Another got physical with Jabrill Peppers, who appropriately shoved him back. Later, as Michigan players and staffers were solemnly grabbing boxes of Chick-fil-A and heading to the bus as Ohio State fans, separated by a wrought iron fence, shouted at them and heckled them and sang that they didn’t give “a damn about the whole state of Michigan.”

On a beautifully powerful afternoon of football, on a day when so many fans here appropriately cheered their great fortune at witnessing the sport at its very best, at the first game in this rivalry to need overtime (and two of them at that), at least part of the ending was the sport at its petty and pathetic worst.
Meanwhile, inside a jammed news conference, Jim Harbaugh was spitting fire about the referees.

“Bitterly disappointed,” the Michigan coach said.

“Bitterly disappointed in the officials,” he added later.

“Yeah, I’m bitter,” he concluded.

In case this rivalry needed a reminder of its ferocity, of its fight, of the fierceness that can overwhelm everything, then across another gloriously competitive and brutally violent November afternoon, there they were, Buckeyes and Wolverines and a controversial ending.

Behind an open microphone, Harbaugh was railing now. He played 49 games as a Michigan QB back in the day and 177 more in the NFL. He coached 44 games in the NFL and 110 more in the college ranks and he said he’d never seen worse officiating, never saw a game decided by the refs like this.

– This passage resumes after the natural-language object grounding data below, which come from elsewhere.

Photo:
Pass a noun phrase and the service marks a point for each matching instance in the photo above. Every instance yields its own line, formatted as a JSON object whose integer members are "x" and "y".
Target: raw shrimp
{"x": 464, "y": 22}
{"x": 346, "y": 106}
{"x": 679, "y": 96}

“Not at this level,” Harbaugh said.

His bones of contention were four-pronged.

A pass interference that extended Ohio State’s game-tying fourth-quarter drive that he deemed “a gift.”

“The ball was uncatchable,” Harbaugh said. “Past the receiver when Delano Hill made contact.”

Then, to make matters worse, there was what he deemed a missed pass interference by Ohio State on Michigan’s Grant Perry that would have given a first down in double overtime. Instead Michigan had to kick a fruitless field goal.

“Fast forward to the second OT and Grant Perry is getting hooked, turned,” Harbaugh vented before returning to the pass interference that was called. “And that really benefited them, that gift interference penalty.”

There was also a misconduct penalty on himself for throwing papers in the air after he protested an offside call in the third quarter. Harbaugh said an official who also calls basketball games explained it was worth a flag because “it would have been a technical in basketball …

“Well,” Harbaugh steamed, “this isn’t basketball.”

And finally, a ball spot on the game’s penultimate play, a fourth-down, game-on-the-line J.T. Barrett carry that ended either on or just short of the 15-yard line. Harbaugh was convinced it was short. The ref said it was on the 15. A replay review held up the spot.

“That wasn’t a first down,” Harbaugh said.

Was it? Wasn’t it? The play will be debated with such vengeance that it’s impossible to rule out that it could ignite a border war near Toledo, or at least some bar-room brawls for a decade or so.

The situation was simple, Ohio State facing fourth-and-1 on the Michigan 16-yard line. Meyer chose to go for it rather than attempting to tie the game via a Tyler Durbin field goal, perhaps in part because Durbin missed a fourth-quarter chip shot.”